Datta Meenal, Via Laura E, Dartois Véronique, Xu Lei, Barry Clifton E, Jain Rakesh K
Department of Aerospace and Mechanical Engineering, University of Notre Dame, Notre Dame, IN 46556, USA.
Tuberculosis Research Section, Laboratory of Clinical Immunology and Microbiology, National Institute of Allergy and Infectious Diseases (NIAID), National Institutes of Health (NIH), Bethesda, MD 20892, USA.
Trends Mol Med. 2025 Jan;31(1):11-20. doi: 10.1016/j.molmed.2024.07.011. Epub 2024 Aug 13.

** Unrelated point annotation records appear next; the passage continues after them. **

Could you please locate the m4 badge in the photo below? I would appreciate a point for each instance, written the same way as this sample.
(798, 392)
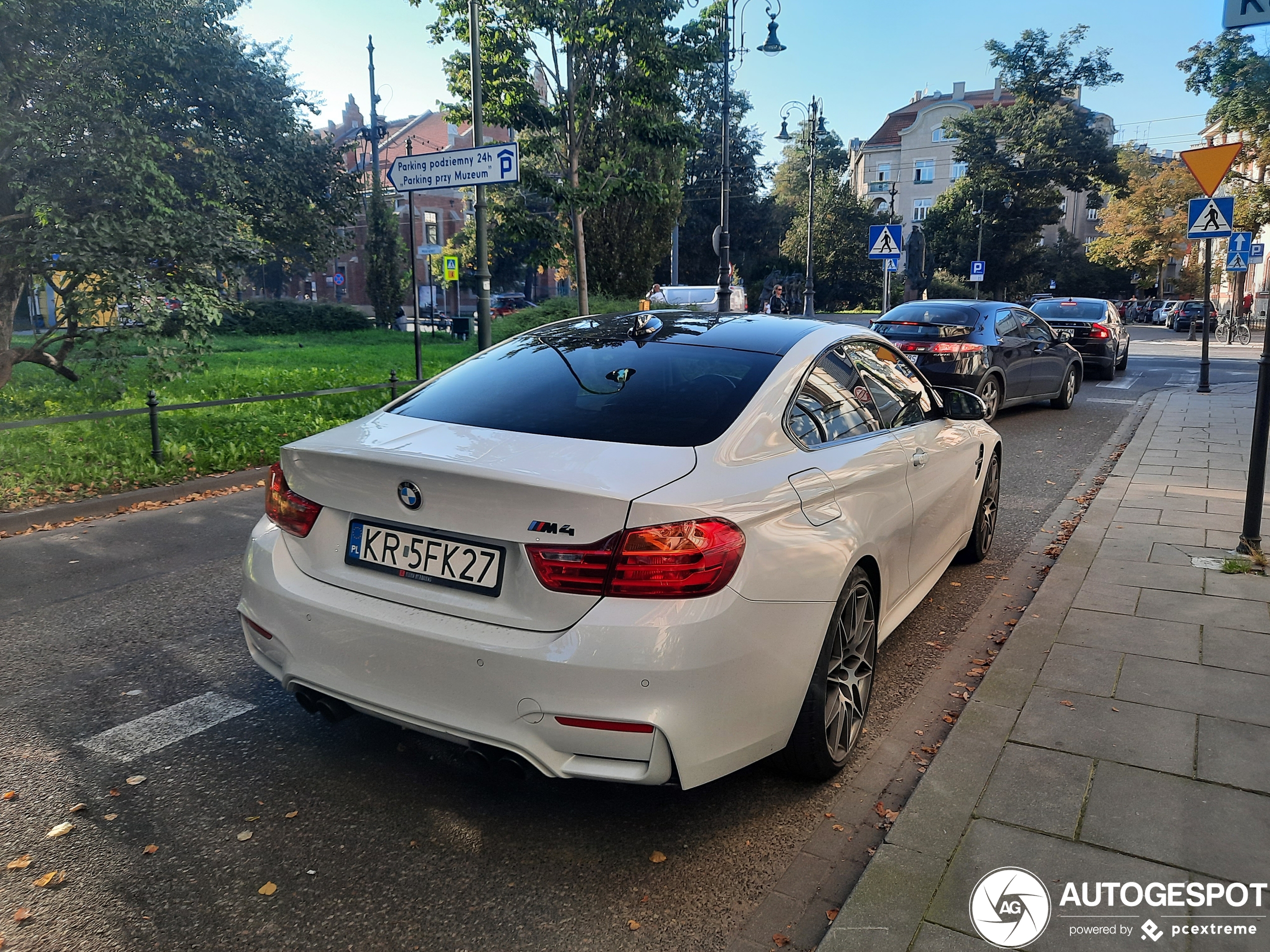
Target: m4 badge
(550, 527)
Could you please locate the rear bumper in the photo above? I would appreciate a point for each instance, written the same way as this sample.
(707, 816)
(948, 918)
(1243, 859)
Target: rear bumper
(719, 678)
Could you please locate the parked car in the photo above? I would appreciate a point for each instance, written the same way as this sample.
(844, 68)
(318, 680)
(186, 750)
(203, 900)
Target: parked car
(638, 548)
(1098, 332)
(504, 305)
(1190, 311)
(1002, 352)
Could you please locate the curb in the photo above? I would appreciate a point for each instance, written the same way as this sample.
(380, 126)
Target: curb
(890, 903)
(106, 506)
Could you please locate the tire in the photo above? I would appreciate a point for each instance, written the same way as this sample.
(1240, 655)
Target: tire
(994, 393)
(1067, 395)
(838, 700)
(984, 517)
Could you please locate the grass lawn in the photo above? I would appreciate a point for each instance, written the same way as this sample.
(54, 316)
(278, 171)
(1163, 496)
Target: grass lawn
(60, 462)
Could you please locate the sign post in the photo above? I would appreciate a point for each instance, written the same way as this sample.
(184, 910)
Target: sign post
(886, 243)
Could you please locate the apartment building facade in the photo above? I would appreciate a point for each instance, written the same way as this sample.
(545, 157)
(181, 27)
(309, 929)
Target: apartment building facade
(908, 163)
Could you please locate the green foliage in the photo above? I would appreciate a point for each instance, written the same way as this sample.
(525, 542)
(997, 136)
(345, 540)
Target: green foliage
(388, 282)
(282, 316)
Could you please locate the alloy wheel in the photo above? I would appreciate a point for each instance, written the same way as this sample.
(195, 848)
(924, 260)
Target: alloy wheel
(850, 672)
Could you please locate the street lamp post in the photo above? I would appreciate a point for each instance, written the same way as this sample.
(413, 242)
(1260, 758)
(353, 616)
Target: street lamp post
(814, 130)
(732, 23)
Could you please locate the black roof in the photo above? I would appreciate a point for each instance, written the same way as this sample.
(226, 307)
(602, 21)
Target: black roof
(762, 333)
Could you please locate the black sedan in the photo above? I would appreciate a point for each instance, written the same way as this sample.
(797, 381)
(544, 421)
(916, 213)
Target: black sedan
(1098, 332)
(1002, 352)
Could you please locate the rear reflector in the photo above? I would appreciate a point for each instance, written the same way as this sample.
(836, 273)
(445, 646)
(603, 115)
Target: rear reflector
(676, 560)
(622, 727)
(290, 511)
(257, 629)
(940, 347)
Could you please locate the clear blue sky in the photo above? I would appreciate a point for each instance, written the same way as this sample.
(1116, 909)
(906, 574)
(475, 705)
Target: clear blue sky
(864, 59)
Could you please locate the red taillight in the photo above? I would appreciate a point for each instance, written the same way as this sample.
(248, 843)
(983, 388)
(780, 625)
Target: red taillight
(288, 508)
(940, 347)
(678, 560)
(620, 727)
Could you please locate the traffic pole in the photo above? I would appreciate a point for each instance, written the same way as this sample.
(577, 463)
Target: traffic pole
(483, 329)
(1208, 281)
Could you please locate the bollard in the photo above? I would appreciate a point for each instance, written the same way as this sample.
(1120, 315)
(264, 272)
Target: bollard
(156, 450)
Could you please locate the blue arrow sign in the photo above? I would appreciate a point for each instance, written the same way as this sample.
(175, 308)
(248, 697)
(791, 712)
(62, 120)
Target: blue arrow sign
(1210, 217)
(886, 241)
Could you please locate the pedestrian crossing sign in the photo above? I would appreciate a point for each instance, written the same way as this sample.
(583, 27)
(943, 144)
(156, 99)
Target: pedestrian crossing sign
(886, 240)
(1210, 217)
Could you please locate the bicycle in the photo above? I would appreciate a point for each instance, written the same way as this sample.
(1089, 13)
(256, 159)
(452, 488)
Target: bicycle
(1235, 329)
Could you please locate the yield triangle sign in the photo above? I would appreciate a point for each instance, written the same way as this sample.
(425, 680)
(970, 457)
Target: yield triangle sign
(1210, 165)
(1210, 217)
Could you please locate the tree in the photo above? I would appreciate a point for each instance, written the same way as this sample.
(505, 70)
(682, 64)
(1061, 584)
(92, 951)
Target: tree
(1144, 225)
(148, 153)
(556, 70)
(1029, 150)
(386, 280)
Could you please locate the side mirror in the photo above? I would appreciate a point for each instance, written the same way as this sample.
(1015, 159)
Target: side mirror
(962, 404)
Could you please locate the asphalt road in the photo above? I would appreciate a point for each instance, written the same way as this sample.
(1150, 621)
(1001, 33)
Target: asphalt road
(396, 843)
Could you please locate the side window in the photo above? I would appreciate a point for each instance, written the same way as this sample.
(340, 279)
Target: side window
(898, 394)
(832, 404)
(1034, 328)
(1008, 325)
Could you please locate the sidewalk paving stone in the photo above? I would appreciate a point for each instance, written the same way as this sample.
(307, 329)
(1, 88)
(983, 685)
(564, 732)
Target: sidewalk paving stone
(1038, 789)
(1202, 827)
(1200, 688)
(1133, 734)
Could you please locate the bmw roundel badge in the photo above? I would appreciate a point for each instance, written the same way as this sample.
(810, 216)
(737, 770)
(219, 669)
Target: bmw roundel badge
(410, 495)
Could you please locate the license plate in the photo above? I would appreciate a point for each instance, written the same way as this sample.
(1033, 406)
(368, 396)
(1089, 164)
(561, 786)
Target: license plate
(426, 556)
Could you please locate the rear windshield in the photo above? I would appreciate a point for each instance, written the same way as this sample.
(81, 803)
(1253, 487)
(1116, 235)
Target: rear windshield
(1071, 310)
(602, 387)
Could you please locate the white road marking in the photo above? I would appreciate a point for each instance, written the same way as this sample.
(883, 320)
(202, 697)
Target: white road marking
(1123, 384)
(159, 729)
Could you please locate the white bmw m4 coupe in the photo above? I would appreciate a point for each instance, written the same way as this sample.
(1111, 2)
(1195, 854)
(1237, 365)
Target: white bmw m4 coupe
(643, 548)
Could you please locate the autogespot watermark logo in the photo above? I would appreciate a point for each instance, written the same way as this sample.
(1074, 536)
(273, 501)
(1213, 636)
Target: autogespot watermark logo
(1010, 908)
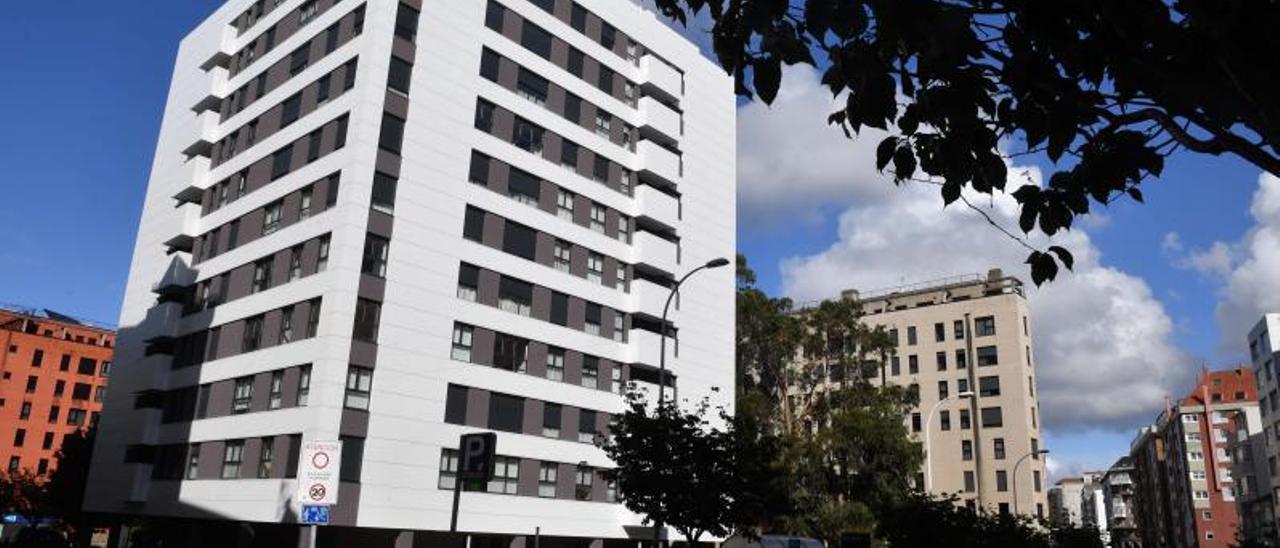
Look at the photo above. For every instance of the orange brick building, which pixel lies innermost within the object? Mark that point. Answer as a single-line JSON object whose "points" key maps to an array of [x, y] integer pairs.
{"points": [[53, 378]]}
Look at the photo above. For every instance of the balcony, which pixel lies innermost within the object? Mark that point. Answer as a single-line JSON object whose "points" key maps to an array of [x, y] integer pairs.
{"points": [[661, 80], [654, 251], [648, 297], [659, 122], [658, 164], [658, 206]]}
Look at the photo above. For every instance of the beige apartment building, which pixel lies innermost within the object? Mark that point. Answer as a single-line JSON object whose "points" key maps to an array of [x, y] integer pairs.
{"points": [[964, 345]]}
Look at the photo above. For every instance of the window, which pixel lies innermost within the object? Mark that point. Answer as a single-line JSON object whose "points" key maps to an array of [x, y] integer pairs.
{"points": [[568, 154], [384, 193], [552, 414], [524, 187], [280, 161], [590, 371], [469, 282], [991, 418], [556, 364], [595, 268], [510, 352], [988, 386], [306, 12], [366, 320], [984, 325], [261, 275], [565, 205], [519, 240], [583, 483], [242, 394], [456, 405], [531, 86], [472, 225], [506, 475], [547, 473], [193, 461], [506, 412], [489, 64], [987, 356], [295, 263], [461, 342], [314, 305], [484, 115], [598, 217], [233, 455], [449, 461], [375, 256], [536, 40], [275, 398], [359, 386], [515, 296], [528, 136], [406, 22], [585, 425], [291, 110], [562, 256], [264, 457], [252, 334], [392, 136]]}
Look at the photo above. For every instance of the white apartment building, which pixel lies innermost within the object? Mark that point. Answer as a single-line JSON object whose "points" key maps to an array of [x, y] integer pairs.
{"points": [[394, 222], [968, 334], [1261, 508]]}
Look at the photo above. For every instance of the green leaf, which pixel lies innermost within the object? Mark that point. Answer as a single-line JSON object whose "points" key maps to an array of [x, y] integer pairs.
{"points": [[885, 153]]}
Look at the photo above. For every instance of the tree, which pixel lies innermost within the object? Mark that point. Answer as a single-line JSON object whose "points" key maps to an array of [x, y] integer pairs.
{"points": [[1105, 90], [672, 466]]}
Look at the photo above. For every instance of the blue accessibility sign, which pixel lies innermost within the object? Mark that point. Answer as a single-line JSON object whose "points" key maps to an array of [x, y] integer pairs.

Exploring and exploiting the microenvironmental similarities between pulmonary tuberculosis (TB) granulomas and malignant tumors has revealed new strategies for more efficacious host-directed therapies (HDTs). This opinion article discusses a paradigm shift in TB therapeutic development, drawing on critical insights from oncology. We summarize recent efforts to characterize and overcome key shared features between tumors and granulomas, including excessive fibrosis, abnormal angiogenesis, hypoxia and necrosis, and immunosuppression. We provide specific examples of cancer therapy application to TB to overcome these microenvironmental abnormalities, including matrix-targeting therapies, antiangiogenic agents, and immune-stimulatory drugs. Finally, we propose a new framework for combining HDTs with anti-TB agents to maximize therapeutic delivery and efficacy while reducing treatment dosages, duration, and harmful side effects to benefit TB patients.
探索和利用肺结核(TB)肉芽肿与恶性肿瘤之间的微环境相似性,为更有效的宿主导向疗法(HDTs)揭示了新策略。这篇观点文章借鉴肿瘤学的关键见解,讨论了结核病治疗发展中的范式转变。我们总结了最近在表征和克服肿瘤与肉芽肿之间关键共同特征方面所做的努力,包括过度纤维化、异常血管生成、缺氧和坏死以及免疫抑制。我们提供了癌症治疗应用于结核病以克服这些微环境异常的具体例子,包括基质靶向疗法、抗血管生成药物和免疫刺激药物。最后,我们提出了一个将HDTs与抗结核药物相结合的新框架,以在减少治疗剂量、持续时间和有害副作用的同时,最大限度地提高治疗效果并使结核病患者受益。